Describe the term journal in accounting.

Journal is called as book of original entry. Journal is a detail record of business transactions that are made in a date. The word JOUR means a day, so it is a day book or daily book of accounting.

Journal entry has following structure −

  • A header line (journal entry number and entry date).
  • First column includes account number and account name (credited).
  • Second column to enter debited amount.
  • Third column to enter credited amount.
  • A footer line (brief description of entry).

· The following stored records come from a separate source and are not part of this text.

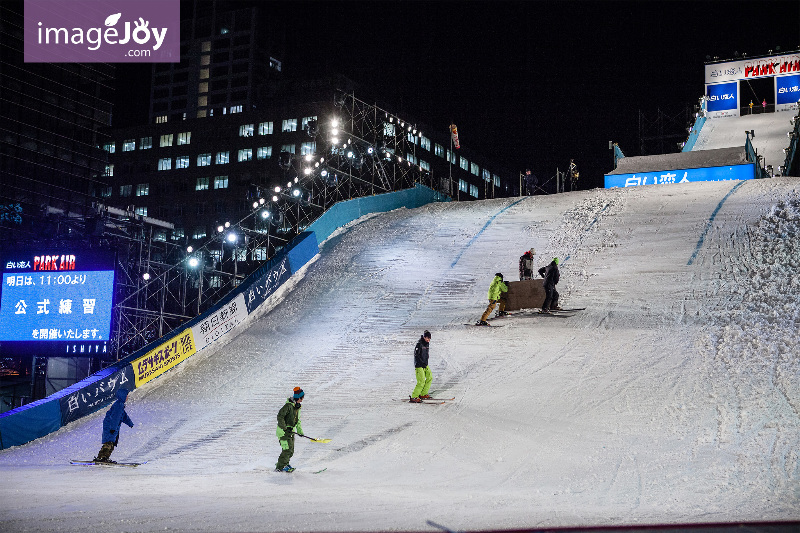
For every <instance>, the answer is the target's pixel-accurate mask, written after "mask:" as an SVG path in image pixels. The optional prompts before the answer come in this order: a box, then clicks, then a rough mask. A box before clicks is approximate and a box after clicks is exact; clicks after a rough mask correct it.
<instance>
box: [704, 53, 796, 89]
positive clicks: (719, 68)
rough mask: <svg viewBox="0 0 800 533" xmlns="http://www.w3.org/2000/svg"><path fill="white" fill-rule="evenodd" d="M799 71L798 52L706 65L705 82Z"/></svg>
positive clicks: (787, 73)
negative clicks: (767, 56)
mask: <svg viewBox="0 0 800 533" xmlns="http://www.w3.org/2000/svg"><path fill="white" fill-rule="evenodd" d="M793 72H800V53H798V52H794V53H791V54H784V55H779V56H769V57H760V58H757V59H741V60H738V61H726V62H724V63H713V64H710V65H706V84H707V85H708V84H711V83H722V82H728V81H739V80H747V79H752V78H764V77H768V76H780V75H783V74H790V73H793Z"/></svg>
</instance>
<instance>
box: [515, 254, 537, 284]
mask: <svg viewBox="0 0 800 533" xmlns="http://www.w3.org/2000/svg"><path fill="white" fill-rule="evenodd" d="M535 253H536V252H535V251H534V249H533V248H531V249H530V250H528V251H527V252H525V253H524V254H522V257H520V258H519V280H520V281H523V280H526V279H531V278H532V277H533V254H535Z"/></svg>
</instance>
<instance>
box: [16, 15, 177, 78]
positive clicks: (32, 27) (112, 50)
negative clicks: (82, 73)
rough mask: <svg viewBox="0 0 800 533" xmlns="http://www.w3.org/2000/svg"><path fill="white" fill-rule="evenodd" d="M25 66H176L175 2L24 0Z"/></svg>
mask: <svg viewBox="0 0 800 533" xmlns="http://www.w3.org/2000/svg"><path fill="white" fill-rule="evenodd" d="M24 55H25V62H26V63H177V62H179V61H180V2H179V0H70V1H68V2H65V1H64V0H25V54H24Z"/></svg>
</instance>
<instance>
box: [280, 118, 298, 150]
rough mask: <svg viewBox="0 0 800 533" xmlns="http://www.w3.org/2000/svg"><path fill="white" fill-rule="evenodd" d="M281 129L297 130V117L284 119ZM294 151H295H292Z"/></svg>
mask: <svg viewBox="0 0 800 533" xmlns="http://www.w3.org/2000/svg"><path fill="white" fill-rule="evenodd" d="M281 131H283V132H287V131H297V119H296V118H287V119H285V120H284V121H283V126H282V127H281ZM292 153H294V152H292Z"/></svg>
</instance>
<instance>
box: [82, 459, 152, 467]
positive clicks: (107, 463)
mask: <svg viewBox="0 0 800 533" xmlns="http://www.w3.org/2000/svg"><path fill="white" fill-rule="evenodd" d="M69 464H71V465H78V466H127V467H130V468H133V467H137V466H139V465H143V464H147V461H144V462H142V463H106V462H102V461H81V460H79V459H72V460H70V462H69Z"/></svg>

Features of the journal are −

  • Book of primary entry.
  • Daily record book.
  • Chronological order.
  • Dual aspect of transactions.
  • Use of explanation.
  • Different columns.
  • Subsidiary book.

Rules in journal are as follows −

  • Debit the account when assets and expenses are increase.
  • Debit the account when liabilities and revenues decreases.
  • Credit the account when assets and expenses decreases.
  • Credit the account when liabilities and revenues increase.

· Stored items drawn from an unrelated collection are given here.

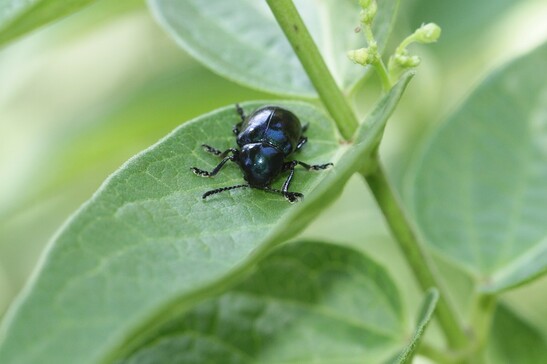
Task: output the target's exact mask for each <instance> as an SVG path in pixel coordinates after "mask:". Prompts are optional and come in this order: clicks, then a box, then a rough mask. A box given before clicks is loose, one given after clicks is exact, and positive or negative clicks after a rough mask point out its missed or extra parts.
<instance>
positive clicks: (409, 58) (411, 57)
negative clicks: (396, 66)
mask: <svg viewBox="0 0 547 364" xmlns="http://www.w3.org/2000/svg"><path fill="white" fill-rule="evenodd" d="M395 61H396V62H397V64H398V65H399V67H401V68H413V67H418V66H419V65H420V62H421V61H422V60H421V59H420V57H418V56H407V55H404V54H400V55H398V56H395Z"/></svg>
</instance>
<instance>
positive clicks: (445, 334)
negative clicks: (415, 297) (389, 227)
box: [364, 157, 468, 349]
mask: <svg viewBox="0 0 547 364" xmlns="http://www.w3.org/2000/svg"><path fill="white" fill-rule="evenodd" d="M376 158H377V157H376ZM364 177H365V179H366V181H367V183H368V185H369V186H370V189H371V190H372V193H373V195H374V197H375V199H376V201H377V203H378V205H379V206H380V209H381V210H382V212H383V214H384V216H385V218H386V222H387V224H388V225H389V227H390V229H391V233H392V234H393V235H394V237H395V240H396V241H397V242H398V244H399V247H400V248H401V250H402V251H403V253H404V256H405V258H406V260H407V262H408V263H409V265H410V266H411V268H412V270H413V271H414V274H415V275H416V278H417V280H418V283H419V284H420V286H421V288H422V289H423V290H424V291H425V290H426V289H428V288H430V287H437V289H438V290H439V292H440V297H439V302H438V304H437V308H436V317H437V318H438V320H439V323H440V325H441V328H442V329H443V332H444V333H445V336H446V339H447V342H448V344H449V346H450V347H452V348H454V349H460V348H463V347H465V346H466V345H467V344H468V338H467V335H466V334H465V331H464V329H463V326H462V325H461V324H460V322H459V321H458V320H457V317H458V316H457V313H456V311H455V310H454V308H453V307H452V306H451V305H450V303H449V302H448V300H447V297H448V295H447V294H446V289H445V288H444V286H443V285H442V284H441V282H439V281H438V280H437V279H436V278H435V277H436V276H438V275H436V274H435V273H434V272H435V269H434V266H433V264H432V263H431V261H430V258H429V257H428V255H427V253H426V251H425V250H424V248H423V247H422V245H421V244H420V243H419V242H418V240H417V238H416V234H415V233H414V231H413V230H412V228H411V224H410V222H409V220H408V218H407V217H406V216H405V214H404V212H403V210H402V208H401V204H400V202H399V201H398V199H397V197H396V196H395V194H394V192H393V189H392V188H391V186H390V185H389V182H388V180H387V178H386V176H385V174H384V171H383V170H382V167H381V165H380V162H379V161H378V160H377V168H376V169H375V170H373V171H372V172H370V174H368V175H364Z"/></svg>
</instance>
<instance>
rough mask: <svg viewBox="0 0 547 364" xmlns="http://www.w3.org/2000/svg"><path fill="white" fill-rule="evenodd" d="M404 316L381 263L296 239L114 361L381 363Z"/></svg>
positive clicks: (219, 362)
mask: <svg viewBox="0 0 547 364" xmlns="http://www.w3.org/2000/svg"><path fill="white" fill-rule="evenodd" d="M404 321H405V319H404V317H403V310H402V305H401V300H400V297H399V294H398V292H397V289H396V286H395V285H394V283H393V281H392V279H391V278H390V277H389V275H388V274H387V272H386V271H385V269H384V268H383V267H382V266H380V265H378V263H376V262H374V261H373V260H371V259H370V258H367V257H366V256H363V255H362V254H361V253H358V252H357V251H354V250H352V249H348V248H345V247H341V246H336V245H331V244H326V243H317V242H301V243H293V244H289V245H285V246H283V247H282V248H281V249H278V250H276V251H275V252H274V253H273V254H271V255H270V256H268V257H267V258H266V259H264V260H263V261H262V262H260V263H259V264H258V266H257V267H256V269H255V271H254V272H253V274H252V275H251V276H250V277H248V278H246V279H245V280H244V281H243V282H241V283H240V284H238V285H237V286H236V287H234V288H232V289H230V290H229V291H228V292H226V293H224V294H222V295H221V296H219V297H217V298H214V299H210V300H207V301H206V302H203V303H201V304H199V305H198V306H196V307H195V308H193V309H192V310H191V311H190V312H187V313H185V314H184V315H181V316H180V317H177V318H173V319H172V320H171V321H170V322H169V323H167V324H166V325H165V326H164V327H162V328H161V329H159V330H158V331H157V332H155V333H153V335H150V336H149V337H147V338H146V339H145V340H143V341H142V343H141V345H139V347H138V348H137V349H136V350H134V351H133V352H131V353H129V354H128V355H126V356H125V357H124V359H123V360H120V361H117V363H119V364H121V363H125V364H140V363H173V364H176V363H206V362H207V363H251V362H252V363H256V362H260V363H291V362H299V363H378V362H383V361H384V360H385V359H386V358H387V357H389V356H390V355H393V352H394V351H396V350H397V349H398V348H400V346H401V343H402V342H403V340H404Z"/></svg>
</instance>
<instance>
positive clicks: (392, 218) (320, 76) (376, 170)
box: [266, 0, 468, 348]
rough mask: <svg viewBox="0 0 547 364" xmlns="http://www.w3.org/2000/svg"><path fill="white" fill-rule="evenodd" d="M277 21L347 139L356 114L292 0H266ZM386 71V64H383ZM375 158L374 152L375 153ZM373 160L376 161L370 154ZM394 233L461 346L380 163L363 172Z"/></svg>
mask: <svg viewBox="0 0 547 364" xmlns="http://www.w3.org/2000/svg"><path fill="white" fill-rule="evenodd" d="M266 2H267V3H268V5H269V6H270V9H271V10H272V12H273V14H274V16H275V18H276V19H277V22H278V23H279V25H280V26H281V28H282V29H283V32H284V33H285V35H286V37H287V39H288V40H289V42H290V43H291V45H292V47H293V49H294V51H295V53H296V55H297V56H298V58H299V59H300V62H301V63H302V66H303V67H304V69H305V71H306V72H307V74H308V77H309V78H310V80H311V82H312V83H313V85H314V87H315V88H316V90H317V93H318V94H319V96H320V98H321V101H322V102H323V104H324V105H325V107H326V108H327V110H328V111H329V113H330V114H331V116H332V118H333V119H334V121H335V122H336V125H337V126H338V129H339V130H340V133H341V134H342V135H343V136H344V138H346V139H350V138H351V136H352V135H353V133H354V132H355V129H356V128H357V126H358V122H357V118H356V117H355V114H354V113H353V110H352V109H351V107H350V106H349V104H348V103H347V101H346V99H345V97H344V95H343V94H342V92H341V91H340V89H339V88H338V86H337V85H336V82H335V81H334V78H333V77H332V75H331V73H330V72H329V70H328V68H327V66H326V64H325V62H324V61H323V58H322V57H321V54H320V53H319V50H318V49H317V47H316V45H315V43H314V42H313V39H312V38H311V36H310V34H309V32H308V30H307V28H306V26H305V25H304V23H303V21H302V19H301V18H300V15H299V14H298V11H297V10H296V8H295V6H294V4H293V2H292V0H266ZM383 71H384V73H385V74H387V71H385V66H384V67H383ZM374 157H375V158H377V155H375V156H374ZM373 161H374V162H378V160H377V159H374V158H373ZM365 178H366V180H367V182H368V183H369V185H370V187H371V189H372V191H373V193H374V196H375V197H376V200H377V202H378V204H379V205H380V208H381V209H382V211H383V213H384V216H385V217H386V220H387V222H388V224H389V226H390V228H391V231H392V233H393V235H394V236H395V238H396V240H397V241H398V242H399V245H400V246H401V248H402V250H403V252H404V253H405V256H406V258H407V260H408V261H409V264H410V266H411V268H412V269H413V270H414V273H415V275H416V276H417V279H418V282H419V283H420V285H421V286H422V288H423V289H424V290H426V289H428V288H430V287H437V288H438V289H439V292H440V297H439V302H438V305H437V311H436V316H437V317H438V319H439V322H440V324H441V328H442V329H443V331H444V333H445V335H446V338H447V341H448V343H449V345H450V346H451V347H452V348H462V347H464V346H466V345H467V342H468V339H467V336H466V335H465V332H464V330H463V328H462V326H461V325H460V323H459V322H458V320H457V315H456V312H455V311H454V310H453V308H452V307H451V306H450V305H449V303H448V301H447V297H448V296H447V295H446V290H445V289H443V287H442V285H441V284H440V282H438V281H437V280H436V279H435V275H434V274H433V266H432V264H431V263H430V262H429V259H428V257H427V255H426V253H425V251H424V249H423V248H422V247H421V246H420V244H419V243H418V241H417V240H416V236H415V235H414V233H413V231H412V228H411V227H410V223H409V221H408V220H407V218H406V216H404V214H403V211H402V209H401V207H400V204H399V202H398V201H397V199H396V198H395V195H394V193H393V191H392V189H391V187H390V186H389V184H388V181H387V179H386V177H385V176H384V174H383V171H382V169H381V168H380V166H379V164H378V167H377V168H376V169H375V170H374V171H373V172H372V173H371V174H370V175H366V176H365Z"/></svg>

Types of journal entries are as follows −

  • Adjust entry − Used in month end to alter financial statements with respect to accounting frame works (GAAP, IFRS)

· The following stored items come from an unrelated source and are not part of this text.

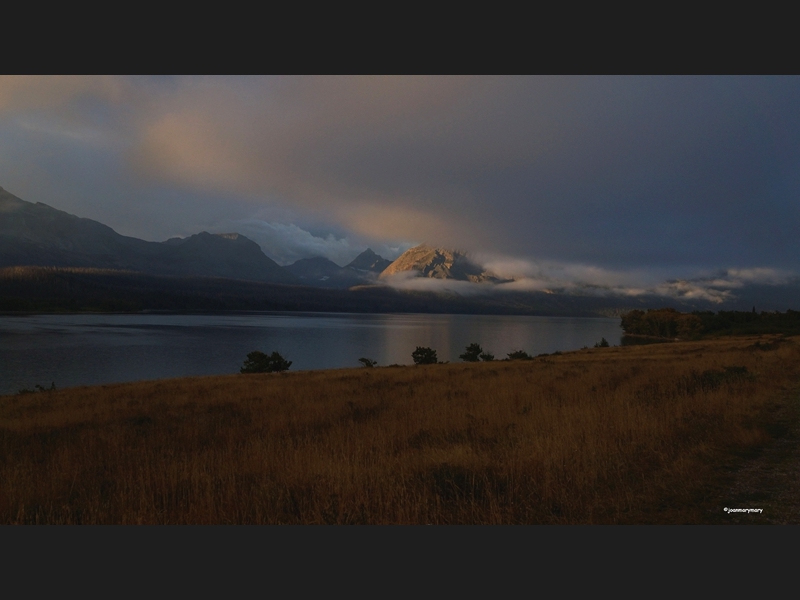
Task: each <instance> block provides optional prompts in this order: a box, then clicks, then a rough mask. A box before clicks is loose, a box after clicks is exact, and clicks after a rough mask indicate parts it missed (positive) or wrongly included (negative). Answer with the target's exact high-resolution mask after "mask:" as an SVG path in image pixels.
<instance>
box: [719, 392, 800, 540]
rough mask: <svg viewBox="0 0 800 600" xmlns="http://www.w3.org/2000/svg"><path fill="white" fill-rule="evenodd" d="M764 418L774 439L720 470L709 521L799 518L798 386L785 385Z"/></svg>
mask: <svg viewBox="0 0 800 600" xmlns="http://www.w3.org/2000/svg"><path fill="white" fill-rule="evenodd" d="M766 422H767V425H766V427H767V431H768V432H769V433H770V435H771V436H772V437H773V440H772V442H770V443H769V444H768V445H767V446H766V447H764V448H762V449H761V450H760V451H759V452H758V453H757V454H756V455H755V456H751V457H747V458H744V459H739V460H737V461H735V462H734V463H731V464H730V465H729V467H728V468H727V469H726V471H727V472H726V473H724V474H722V476H721V483H720V487H719V488H718V489H719V496H718V497H717V500H716V501H715V502H713V503H709V505H708V508H707V509H706V514H707V517H708V521H707V522H708V523H711V524H748V525H759V524H760V525H767V524H770V525H790V524H792V525H794V524H800V389H795V390H791V391H787V392H786V395H785V396H784V399H783V402H781V403H780V404H779V405H776V406H775V407H774V408H773V409H772V410H771V412H770V414H769V417H768V418H767V419H766ZM725 508H728V509H761V510H762V512H760V513H757V512H750V513H747V512H734V511H731V510H728V511H727V512H726V511H725V510H724V509H725Z"/></svg>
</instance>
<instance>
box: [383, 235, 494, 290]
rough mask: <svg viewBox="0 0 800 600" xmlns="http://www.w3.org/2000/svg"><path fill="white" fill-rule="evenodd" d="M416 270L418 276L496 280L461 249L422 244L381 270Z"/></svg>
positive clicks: (409, 270)
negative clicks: (440, 246) (433, 247)
mask: <svg viewBox="0 0 800 600" xmlns="http://www.w3.org/2000/svg"><path fill="white" fill-rule="evenodd" d="M410 271H416V272H417V274H418V276H421V277H429V278H433V279H455V280H457V281H469V282H472V283H484V282H487V283H500V282H501V281H503V280H502V279H500V278H499V277H497V276H496V275H494V274H493V273H489V272H488V271H485V270H484V269H483V267H481V266H480V265H478V264H476V263H475V262H473V261H472V260H470V259H469V257H467V255H466V254H464V253H463V252H459V251H457V250H448V249H446V248H433V247H431V246H427V245H425V244H422V245H420V246H415V247H414V248H410V249H408V250H406V251H405V252H404V253H403V254H401V255H400V256H399V257H398V258H397V260H395V261H394V262H393V263H392V264H390V265H389V266H388V267H386V269H384V271H383V272H382V273H381V275H380V277H381V279H386V278H387V277H391V276H393V275H397V274H398V273H403V272H410Z"/></svg>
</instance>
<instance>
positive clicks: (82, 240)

  • Compound entry − Used to record multiple or complex transactions at once

  • Reversing entry − Used to reverse the entry as of the beginning of the following period.

Advantages of journal are −

  • Detail description of transaction.
  • Increases efficiency in accounting tasks.
  • Minimise errors.
  • Used as future reference.
  • Rectification of errors.
  • Subsidiary journals are maintained which makes handling easy.
  • Information can be known easily.